By Harley Brown and Eve Barlow For Vulture
In many corners of entertainment and pop culture, LGBTQ representation is only just now moving away from lip service to actually providing queer creators the space to figure out what to do with that visibility on their own terms. Queerness in music, however, has long stood at the epicenter. It was embedded in the fabric of Bessie Smith’s and Ma Rainey’s blues, front and center in David Bowie’s, Elton John’s, Freddie Mercury’s, and George Michael’s ethos, and later championed iconically by Cher, Madonna, Céline Dion, Cyndi Lauper, Mariah Carey, and Whitney Houston.
But post-internet, what was once subversive has been reappraised as trendy, with otherness co-opted for everyone. The expectation is increasingly that pop stars be either a little gay or at least gay friendly (think Charli XCX, Carly Rae Jepsen, and Ariana Grande) to attract the gay dollar. Queerness has become a marketing tool. (Although pandering to the gays, particularly when the artists themselves aren’t queer, rarely goes smoothly. See: Nick Jonas’s flirtation with the community and Taylor Swift’s recent pivot to Extreme Queer Ally, each ploy tethered to promoting new music.)

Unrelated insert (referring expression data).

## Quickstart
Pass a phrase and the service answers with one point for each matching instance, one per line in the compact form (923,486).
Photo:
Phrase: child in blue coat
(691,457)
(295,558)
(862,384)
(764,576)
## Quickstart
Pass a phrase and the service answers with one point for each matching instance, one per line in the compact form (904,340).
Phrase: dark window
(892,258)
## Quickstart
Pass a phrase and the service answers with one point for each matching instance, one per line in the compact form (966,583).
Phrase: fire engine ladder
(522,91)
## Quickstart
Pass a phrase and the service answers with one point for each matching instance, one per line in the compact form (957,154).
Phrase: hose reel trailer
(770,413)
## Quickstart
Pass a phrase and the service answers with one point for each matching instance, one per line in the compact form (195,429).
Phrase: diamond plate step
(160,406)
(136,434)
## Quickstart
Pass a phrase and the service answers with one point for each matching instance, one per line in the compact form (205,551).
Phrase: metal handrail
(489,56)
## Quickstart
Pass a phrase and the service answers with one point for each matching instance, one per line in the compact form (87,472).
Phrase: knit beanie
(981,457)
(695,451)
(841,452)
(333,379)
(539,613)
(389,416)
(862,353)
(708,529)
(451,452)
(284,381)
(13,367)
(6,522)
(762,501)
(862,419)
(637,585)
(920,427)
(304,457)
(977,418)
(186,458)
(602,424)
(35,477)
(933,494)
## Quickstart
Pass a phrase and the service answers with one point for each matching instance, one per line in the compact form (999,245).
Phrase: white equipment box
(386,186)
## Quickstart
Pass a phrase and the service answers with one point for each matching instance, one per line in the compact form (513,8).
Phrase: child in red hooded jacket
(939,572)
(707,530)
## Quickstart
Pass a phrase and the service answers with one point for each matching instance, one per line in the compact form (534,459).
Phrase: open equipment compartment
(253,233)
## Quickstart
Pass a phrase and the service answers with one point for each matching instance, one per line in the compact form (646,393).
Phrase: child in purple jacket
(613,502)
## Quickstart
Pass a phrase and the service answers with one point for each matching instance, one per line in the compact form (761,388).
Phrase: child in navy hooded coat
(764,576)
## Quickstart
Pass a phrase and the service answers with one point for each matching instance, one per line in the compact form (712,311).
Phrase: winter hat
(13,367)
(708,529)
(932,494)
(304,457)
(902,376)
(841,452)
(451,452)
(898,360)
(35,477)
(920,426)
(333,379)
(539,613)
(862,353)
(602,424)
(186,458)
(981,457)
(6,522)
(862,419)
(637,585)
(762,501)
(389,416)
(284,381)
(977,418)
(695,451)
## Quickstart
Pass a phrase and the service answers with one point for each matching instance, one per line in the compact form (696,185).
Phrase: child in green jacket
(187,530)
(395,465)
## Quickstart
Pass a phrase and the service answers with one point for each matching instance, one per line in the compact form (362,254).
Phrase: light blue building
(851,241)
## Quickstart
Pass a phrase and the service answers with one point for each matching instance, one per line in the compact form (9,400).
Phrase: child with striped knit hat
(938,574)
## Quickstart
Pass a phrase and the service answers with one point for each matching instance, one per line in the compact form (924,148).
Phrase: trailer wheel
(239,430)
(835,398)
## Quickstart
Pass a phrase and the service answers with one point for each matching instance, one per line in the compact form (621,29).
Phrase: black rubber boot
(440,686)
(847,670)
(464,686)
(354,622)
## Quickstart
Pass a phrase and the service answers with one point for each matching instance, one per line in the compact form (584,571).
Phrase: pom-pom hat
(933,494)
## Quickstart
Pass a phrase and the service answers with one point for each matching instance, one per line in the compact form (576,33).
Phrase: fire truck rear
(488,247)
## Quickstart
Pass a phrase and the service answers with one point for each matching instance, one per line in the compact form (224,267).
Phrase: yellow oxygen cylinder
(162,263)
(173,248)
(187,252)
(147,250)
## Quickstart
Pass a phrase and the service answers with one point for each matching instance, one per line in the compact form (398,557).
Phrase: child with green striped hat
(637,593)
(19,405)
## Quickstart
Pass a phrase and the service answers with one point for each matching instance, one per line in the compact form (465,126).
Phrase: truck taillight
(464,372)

This shift has left queer artists in the middle: trying to live their truth but also being asked to leverage it in this, the age of Gay, Inc., when those creators have to negotiate not just how to be gay but also how to sell gay.Vulture spoke with six such performers — Shura, Shamir, Hayley Kiyoko, Jamie Stewart (of Xiu Xiu), G Flip, and Madame Gandhi — about how they came out to their labels (or didn’t) during the signing process and how they’ve seen (or not) their queerness deliberately used to build an audience. Each has had different experiences, but all share the same sentiment: It’s complicated but getting better.
Madame Gandhi
30, New York and Mumbai
Producer-drummer-artist
“You would think I’d have needed to be more quiet about my queerness in order to get signed or in order to work with a big company, but the irony is, if anything, I had to ask people to not put my queerness at the forefront of my identity. Not overly booking me for events that felt pigeonholing or reductive, or [making sure] that I’m doing as many electronic music festivals and feminist and South Asian events as I am doing pride events, because these identities are really balanced for me. It wasn’t a source of oppression so much as it was a source of commodification. Folks in the mainstream are realizing how valuable it is to flex on diversity, whatever that means, so they’re signing artists just for being diverse, rather than for the whole picture of their art.
“My feminism has always been most salient to my identity, and being a musician or being a New Yorker, and my academia. But my queerness and my South Asian–ness have been more essential to my projects more recently, because I recognize the responsibility to own those parts of my identity in understanding how important it is to show nuanced descriptions of what it means to be queer and South Asian. I’ve brought that more forward in my projects in my social media. In my lyrics, I enjoy being able to talk about flirting with my now-girlfriend or talk about pleasure from a queer-femme perspective. That’s what makes pride interesting: It’s not just rainbows and glitter and gay men; it’s pleasure in the queer-femme community. It’s being brown as well as queer. It’s finding power and liberation in being a queer femme.
“If we don’t do the work to identify ourselves and decide what our genre is and what our identities are, then someone will decide for us, and they will get it wrong. And that’s why so many artists are so afraid to say, “I’m a rock musician, I’m an EDM musician, I’m this, I’m that,” because if you don’t do the work to know exactly who you are, other people will do it for you, and you’ll be noticeably frustrated.”